Meredith didn’t limit himself to a single scam. Court documents say Meredith tried to enlist investors in 2007 to build Scooter’s coffeehouse franchises in Kansas City. Meredith never had a connection to the chain and never broke ground on the coffee shops.
The Scooter’s scam brought it all crashing down for Meredith. In March 2011, Missouri Secretary of State Robin Carnahan issued a cease-and-desist order outlining how Meredith promised investors a 100 percent return, possibly in just one month. Carnahan alleged that Meredith took $150,000 from investors, and she admonished Meredith for not telling his investors (one from Kansas, one from Missouri) about the potential risks involved with opening five Scooter’s locations. Carnahan noted in a press release that Meredith told investors demanding their money back that “the funds would be hand delivered by an FBI agent.” Following the secretary of state’s actions, federal prosecutors began investigating Meredith, prompting his guilty plea.
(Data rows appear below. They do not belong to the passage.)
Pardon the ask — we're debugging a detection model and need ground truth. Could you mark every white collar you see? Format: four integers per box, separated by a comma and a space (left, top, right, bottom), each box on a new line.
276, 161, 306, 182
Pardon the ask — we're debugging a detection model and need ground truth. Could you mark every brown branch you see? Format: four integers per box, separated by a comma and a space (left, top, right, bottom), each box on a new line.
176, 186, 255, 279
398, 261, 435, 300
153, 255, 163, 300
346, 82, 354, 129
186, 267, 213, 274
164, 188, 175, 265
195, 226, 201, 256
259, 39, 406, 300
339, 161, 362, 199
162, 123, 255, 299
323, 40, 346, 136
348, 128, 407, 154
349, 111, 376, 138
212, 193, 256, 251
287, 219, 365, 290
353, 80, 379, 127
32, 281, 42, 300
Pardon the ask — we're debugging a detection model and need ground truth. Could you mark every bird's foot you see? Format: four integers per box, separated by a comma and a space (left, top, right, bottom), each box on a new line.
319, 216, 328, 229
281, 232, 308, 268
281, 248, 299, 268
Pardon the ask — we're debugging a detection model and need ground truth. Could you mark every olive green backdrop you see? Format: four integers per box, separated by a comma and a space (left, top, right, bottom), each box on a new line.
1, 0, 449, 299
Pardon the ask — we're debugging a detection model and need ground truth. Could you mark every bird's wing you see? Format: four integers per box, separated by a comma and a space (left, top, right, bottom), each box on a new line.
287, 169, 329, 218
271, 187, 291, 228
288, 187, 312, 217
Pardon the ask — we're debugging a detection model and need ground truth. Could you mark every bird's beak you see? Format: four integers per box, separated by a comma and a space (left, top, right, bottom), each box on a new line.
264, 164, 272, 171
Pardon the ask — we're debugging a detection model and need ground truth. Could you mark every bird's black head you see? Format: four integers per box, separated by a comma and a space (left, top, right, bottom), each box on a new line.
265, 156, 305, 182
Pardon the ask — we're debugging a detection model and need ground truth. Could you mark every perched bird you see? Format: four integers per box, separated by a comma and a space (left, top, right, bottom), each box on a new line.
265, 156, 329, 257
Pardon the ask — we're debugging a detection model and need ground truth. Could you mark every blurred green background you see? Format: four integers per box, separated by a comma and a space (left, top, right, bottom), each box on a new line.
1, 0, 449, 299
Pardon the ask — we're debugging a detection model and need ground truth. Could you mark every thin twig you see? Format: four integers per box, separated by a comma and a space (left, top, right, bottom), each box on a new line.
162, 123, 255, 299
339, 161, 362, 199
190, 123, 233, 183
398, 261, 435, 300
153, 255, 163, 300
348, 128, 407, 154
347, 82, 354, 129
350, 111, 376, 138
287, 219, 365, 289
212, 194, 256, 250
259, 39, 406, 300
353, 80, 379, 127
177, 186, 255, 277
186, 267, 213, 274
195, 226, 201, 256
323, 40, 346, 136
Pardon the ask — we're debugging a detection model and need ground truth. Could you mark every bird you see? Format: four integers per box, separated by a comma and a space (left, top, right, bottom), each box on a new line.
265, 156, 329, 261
Another victim told investigators that she gave Meredith $13,000 to start a fishing-lure company. But it wasn't even a bait-and-switch; Meredith took her money and never started the company.
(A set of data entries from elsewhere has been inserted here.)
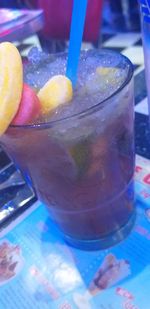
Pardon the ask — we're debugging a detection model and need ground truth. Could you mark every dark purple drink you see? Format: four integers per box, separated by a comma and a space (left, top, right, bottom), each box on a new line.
1, 50, 135, 249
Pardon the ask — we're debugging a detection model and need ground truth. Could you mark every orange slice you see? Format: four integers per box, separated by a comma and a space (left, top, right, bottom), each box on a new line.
38, 75, 73, 114
0, 42, 23, 135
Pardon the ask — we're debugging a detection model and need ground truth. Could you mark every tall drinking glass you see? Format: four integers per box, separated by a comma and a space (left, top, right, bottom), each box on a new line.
0, 50, 135, 250
139, 0, 150, 121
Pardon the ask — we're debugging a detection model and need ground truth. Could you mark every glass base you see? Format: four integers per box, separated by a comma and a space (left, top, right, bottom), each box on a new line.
64, 211, 136, 251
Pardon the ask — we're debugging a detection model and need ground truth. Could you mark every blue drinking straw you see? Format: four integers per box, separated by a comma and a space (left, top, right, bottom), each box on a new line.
66, 0, 88, 86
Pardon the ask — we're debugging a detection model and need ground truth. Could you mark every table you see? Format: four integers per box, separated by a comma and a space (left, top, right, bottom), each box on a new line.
0, 8, 44, 42
0, 32, 150, 309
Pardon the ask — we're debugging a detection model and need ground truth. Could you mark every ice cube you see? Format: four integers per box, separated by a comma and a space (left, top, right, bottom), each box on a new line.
28, 47, 49, 65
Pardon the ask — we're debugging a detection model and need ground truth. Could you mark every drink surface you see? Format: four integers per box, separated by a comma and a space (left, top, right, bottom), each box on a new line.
25, 48, 131, 123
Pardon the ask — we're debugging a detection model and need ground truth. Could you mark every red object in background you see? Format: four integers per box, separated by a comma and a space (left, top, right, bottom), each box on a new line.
36, 0, 103, 42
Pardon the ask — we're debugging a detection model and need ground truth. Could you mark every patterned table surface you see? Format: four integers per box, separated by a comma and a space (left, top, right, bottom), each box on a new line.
0, 31, 150, 229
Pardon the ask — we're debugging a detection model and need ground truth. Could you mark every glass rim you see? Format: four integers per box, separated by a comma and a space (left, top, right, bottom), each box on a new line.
10, 49, 134, 131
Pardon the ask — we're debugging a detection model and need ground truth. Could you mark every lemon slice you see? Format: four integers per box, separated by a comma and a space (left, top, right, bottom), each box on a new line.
38, 75, 73, 114
0, 42, 23, 135
96, 66, 120, 89
96, 67, 119, 76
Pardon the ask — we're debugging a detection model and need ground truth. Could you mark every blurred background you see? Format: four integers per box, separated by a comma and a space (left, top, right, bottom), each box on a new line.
0, 0, 141, 53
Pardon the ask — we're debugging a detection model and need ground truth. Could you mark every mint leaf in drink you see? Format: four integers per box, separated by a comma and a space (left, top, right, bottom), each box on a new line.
70, 139, 90, 177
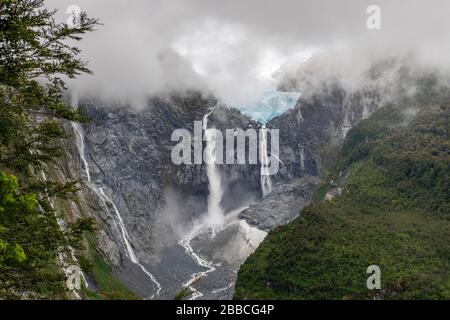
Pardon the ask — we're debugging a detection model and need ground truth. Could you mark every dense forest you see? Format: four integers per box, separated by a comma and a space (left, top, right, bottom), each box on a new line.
235, 97, 450, 299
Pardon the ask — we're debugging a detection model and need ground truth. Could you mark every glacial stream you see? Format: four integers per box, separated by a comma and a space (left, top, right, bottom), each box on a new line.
69, 96, 289, 299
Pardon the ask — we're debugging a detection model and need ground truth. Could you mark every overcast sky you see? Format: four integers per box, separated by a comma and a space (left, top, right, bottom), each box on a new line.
47, 0, 450, 107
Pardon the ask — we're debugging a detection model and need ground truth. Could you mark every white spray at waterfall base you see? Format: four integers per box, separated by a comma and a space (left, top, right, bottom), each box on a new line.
179, 205, 267, 300
70, 97, 161, 298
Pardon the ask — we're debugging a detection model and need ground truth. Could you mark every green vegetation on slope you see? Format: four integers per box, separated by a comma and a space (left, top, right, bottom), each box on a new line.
0, 0, 98, 298
234, 99, 450, 300
81, 232, 138, 300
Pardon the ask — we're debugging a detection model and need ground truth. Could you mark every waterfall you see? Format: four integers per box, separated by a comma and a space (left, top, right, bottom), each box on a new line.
71, 122, 91, 182
70, 94, 91, 183
260, 126, 272, 196
174, 110, 225, 299
96, 188, 161, 297
300, 146, 305, 172
70, 96, 161, 298
178, 110, 271, 299
203, 111, 225, 227
179, 236, 216, 300
238, 220, 267, 250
The federal government is seeking to recoup $3,113,450 from Meredith, who used some of his victims’ money to buy quarter horses and show them at competitions. He also remodeled his Excelsior Springs home, tiling the garage with his initials.
Much of the money, however, was lost to gambling. In 2007, he lost $76,454 playing blackjack at Ameristar. In Meredith’s plea agreement, federal prosecutors noted that his gambling losses were 15 times his reported income for the year.
After pleading guilty to the three felonies, Meredith is facing 11 years in prison.